Along with Steven Gerrard, Joe Hart and Ashley Cole, the Manchester United centre-back had been listed as a candidate to become the new skipper after Terry was on Friday stripped of the honour.
The Football Association decided to take the armband away from the Chelsea captain amid his court case for allegedly racially abusing Queens Park Rangers defender Anton Ferdinand.
But Rio Ferdinand, brother of Anton, has no interest in again becoming England and Fabio Capello's on-field leader having previously filled the role two years ago.
The 33-year-old, who is not certain of a place in England's Euro 2012 squad, became captain in 2010 after Terry had been demoted for a first time following allegations about his private life, but the decision was later reversed by Capello.
Rio Ferdinand said on Twitter: "I don't want to be england captain after the last episode,just want to concentrate on playin for utd&if I make the squad then as ever I'll be delighted." (sic)

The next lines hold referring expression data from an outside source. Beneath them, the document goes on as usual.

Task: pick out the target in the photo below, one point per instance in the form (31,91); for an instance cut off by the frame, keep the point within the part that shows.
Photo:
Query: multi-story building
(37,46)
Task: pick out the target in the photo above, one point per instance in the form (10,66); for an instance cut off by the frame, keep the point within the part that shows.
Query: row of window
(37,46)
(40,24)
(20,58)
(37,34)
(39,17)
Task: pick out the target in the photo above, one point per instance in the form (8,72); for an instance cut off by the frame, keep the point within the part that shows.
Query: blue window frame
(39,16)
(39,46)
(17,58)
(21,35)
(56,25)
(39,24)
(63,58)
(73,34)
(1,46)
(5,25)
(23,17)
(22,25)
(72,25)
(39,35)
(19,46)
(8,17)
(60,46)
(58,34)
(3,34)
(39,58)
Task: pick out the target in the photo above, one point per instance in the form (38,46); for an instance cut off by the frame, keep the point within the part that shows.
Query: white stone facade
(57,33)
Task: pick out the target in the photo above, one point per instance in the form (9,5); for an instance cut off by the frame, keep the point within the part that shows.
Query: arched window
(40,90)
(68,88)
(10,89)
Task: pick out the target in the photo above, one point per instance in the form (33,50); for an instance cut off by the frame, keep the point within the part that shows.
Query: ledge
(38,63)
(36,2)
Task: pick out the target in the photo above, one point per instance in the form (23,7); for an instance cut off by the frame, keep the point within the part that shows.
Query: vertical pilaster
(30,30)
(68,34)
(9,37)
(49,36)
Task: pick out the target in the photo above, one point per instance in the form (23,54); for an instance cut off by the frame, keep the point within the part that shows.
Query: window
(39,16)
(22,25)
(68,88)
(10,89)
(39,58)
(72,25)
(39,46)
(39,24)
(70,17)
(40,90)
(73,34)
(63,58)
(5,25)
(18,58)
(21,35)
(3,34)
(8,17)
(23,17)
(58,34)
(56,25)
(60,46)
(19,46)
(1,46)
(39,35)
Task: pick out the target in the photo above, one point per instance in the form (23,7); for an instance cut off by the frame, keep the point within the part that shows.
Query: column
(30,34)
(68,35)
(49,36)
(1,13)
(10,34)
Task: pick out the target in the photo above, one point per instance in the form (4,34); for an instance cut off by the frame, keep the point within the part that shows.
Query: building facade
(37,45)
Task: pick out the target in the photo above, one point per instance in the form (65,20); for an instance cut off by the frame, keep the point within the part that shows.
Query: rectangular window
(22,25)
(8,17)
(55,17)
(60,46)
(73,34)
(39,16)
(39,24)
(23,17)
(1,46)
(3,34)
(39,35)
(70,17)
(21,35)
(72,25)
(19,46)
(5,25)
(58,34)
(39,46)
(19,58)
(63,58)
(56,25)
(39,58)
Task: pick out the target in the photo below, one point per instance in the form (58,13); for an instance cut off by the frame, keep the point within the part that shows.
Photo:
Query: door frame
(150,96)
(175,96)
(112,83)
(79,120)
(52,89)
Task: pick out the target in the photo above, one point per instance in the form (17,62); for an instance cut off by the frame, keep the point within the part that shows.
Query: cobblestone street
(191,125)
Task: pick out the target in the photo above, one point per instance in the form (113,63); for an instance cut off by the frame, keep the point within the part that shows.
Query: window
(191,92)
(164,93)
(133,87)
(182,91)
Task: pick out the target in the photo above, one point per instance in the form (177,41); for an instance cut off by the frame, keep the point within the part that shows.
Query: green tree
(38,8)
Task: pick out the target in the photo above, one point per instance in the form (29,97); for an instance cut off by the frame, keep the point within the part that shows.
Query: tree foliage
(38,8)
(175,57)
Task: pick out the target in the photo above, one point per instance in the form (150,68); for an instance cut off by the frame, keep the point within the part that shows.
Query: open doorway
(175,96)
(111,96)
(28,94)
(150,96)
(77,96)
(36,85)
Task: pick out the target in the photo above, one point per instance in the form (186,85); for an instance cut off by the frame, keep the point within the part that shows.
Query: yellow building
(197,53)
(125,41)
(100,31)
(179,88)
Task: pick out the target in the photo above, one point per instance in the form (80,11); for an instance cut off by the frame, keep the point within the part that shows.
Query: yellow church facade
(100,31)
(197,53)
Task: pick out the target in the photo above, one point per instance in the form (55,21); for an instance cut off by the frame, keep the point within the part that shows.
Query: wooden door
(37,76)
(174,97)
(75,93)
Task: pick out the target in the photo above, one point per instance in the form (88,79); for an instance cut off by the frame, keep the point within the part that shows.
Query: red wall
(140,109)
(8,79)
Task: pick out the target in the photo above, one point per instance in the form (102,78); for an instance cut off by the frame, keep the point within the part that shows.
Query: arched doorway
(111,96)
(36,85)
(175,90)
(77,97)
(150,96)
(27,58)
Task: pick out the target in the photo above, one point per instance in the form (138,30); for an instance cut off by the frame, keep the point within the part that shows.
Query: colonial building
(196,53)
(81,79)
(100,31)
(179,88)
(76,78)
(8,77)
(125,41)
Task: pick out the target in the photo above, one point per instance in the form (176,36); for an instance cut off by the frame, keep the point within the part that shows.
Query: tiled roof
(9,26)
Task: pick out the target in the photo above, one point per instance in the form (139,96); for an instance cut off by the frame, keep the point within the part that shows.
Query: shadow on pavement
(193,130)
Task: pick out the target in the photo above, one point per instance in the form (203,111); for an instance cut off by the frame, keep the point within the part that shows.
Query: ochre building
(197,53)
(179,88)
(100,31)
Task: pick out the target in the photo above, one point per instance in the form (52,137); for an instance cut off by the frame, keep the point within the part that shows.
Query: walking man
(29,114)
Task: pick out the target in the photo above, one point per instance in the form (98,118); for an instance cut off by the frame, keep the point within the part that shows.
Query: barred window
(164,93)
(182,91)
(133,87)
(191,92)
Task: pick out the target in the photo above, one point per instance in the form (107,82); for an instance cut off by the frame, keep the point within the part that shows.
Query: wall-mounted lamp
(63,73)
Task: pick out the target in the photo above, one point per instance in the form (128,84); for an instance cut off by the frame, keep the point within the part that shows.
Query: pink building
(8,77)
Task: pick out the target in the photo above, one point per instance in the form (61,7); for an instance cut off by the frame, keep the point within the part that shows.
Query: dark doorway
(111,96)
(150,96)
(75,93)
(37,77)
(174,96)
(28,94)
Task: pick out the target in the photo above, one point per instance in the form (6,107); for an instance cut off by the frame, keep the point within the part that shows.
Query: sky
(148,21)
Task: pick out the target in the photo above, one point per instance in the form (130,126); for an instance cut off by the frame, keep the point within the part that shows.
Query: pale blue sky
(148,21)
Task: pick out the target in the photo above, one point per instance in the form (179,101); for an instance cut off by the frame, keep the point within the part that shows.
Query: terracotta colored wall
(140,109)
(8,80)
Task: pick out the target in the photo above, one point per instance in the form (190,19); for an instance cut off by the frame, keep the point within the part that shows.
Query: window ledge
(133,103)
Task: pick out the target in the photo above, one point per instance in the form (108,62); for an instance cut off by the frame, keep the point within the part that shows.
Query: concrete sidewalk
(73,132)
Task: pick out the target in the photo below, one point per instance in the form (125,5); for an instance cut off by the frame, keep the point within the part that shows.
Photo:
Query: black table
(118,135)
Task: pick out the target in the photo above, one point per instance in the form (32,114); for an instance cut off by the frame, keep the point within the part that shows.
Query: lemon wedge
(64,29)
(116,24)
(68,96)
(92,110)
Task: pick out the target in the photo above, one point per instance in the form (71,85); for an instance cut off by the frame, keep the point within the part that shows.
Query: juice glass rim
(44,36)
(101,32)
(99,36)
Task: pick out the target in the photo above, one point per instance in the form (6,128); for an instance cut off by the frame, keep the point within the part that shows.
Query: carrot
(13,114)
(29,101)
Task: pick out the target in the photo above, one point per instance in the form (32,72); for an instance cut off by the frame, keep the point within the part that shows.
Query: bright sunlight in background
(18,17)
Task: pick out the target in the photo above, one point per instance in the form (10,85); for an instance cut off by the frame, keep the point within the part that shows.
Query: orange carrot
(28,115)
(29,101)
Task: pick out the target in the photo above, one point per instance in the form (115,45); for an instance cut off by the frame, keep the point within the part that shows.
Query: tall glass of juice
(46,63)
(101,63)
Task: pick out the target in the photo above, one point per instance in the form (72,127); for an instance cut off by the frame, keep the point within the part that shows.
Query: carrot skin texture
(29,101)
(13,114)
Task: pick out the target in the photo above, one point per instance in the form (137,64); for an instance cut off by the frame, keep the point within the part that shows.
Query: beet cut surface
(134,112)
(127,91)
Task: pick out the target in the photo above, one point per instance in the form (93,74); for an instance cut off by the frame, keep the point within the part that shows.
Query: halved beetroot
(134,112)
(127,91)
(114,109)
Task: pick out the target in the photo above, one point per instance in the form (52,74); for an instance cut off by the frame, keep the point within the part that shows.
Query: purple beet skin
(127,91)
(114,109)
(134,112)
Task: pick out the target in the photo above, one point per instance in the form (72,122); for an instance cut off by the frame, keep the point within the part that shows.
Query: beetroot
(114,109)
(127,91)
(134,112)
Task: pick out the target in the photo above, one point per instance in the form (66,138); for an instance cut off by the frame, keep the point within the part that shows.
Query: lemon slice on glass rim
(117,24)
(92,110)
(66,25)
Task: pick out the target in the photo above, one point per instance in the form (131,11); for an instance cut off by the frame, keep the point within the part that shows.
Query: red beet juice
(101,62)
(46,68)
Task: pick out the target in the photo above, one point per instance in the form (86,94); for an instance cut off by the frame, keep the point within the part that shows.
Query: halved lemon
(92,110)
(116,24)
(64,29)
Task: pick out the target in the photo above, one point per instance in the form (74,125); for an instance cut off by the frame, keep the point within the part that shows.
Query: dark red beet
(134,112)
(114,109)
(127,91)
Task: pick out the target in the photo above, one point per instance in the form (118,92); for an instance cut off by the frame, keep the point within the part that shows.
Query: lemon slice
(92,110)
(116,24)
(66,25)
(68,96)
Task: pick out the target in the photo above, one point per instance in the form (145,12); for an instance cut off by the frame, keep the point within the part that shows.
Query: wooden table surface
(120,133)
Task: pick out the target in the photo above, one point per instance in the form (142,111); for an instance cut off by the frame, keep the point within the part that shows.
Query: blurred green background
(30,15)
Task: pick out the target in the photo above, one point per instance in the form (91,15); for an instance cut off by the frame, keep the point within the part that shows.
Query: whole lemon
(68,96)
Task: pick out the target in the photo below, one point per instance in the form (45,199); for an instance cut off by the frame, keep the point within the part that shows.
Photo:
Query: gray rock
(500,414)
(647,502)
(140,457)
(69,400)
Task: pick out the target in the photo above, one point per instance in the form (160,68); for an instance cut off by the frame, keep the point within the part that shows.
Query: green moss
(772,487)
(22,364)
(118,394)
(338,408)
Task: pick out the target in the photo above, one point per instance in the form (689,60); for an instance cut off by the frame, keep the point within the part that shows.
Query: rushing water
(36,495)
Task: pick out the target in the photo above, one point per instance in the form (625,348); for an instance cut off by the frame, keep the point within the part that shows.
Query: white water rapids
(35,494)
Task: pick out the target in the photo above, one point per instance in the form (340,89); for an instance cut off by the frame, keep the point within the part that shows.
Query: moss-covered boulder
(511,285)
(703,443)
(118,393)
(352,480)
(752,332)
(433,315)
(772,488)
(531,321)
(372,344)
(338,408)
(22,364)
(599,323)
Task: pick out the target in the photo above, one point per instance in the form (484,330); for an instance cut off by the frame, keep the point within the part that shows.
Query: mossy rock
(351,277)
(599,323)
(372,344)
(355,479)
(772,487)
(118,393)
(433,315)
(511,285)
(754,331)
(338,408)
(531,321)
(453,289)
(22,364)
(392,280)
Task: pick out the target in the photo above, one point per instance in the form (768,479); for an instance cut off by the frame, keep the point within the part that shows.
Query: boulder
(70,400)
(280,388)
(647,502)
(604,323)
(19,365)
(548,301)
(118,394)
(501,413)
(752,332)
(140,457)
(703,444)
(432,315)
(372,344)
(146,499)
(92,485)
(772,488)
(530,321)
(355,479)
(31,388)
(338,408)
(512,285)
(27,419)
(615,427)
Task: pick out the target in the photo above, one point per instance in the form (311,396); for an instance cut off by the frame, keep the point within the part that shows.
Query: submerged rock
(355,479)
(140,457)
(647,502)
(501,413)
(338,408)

FA chairman David Bernstein on Friday morning spoke to Terry via telephone and informed him of the governing body's decision
Bernstein had on Thursday contacted the other members of the organisation's 12-strong board to seek their views on Terry's captaincy
Calls had been mounting for Terry to stand down after it was announced he would not go on trial for the alleged racial abuse of Anton Ferdinand until 9th July, after this summer's European Championship, having on Wednesday pleaded not guilty at magistrates' court.
English football's governing body was wary of being accused of pre-judging that case, with Terry innocent until proven guilty, but prominent figures inside the FA were of the opinion that he should not be allowed to lead his country amid such serious allegations.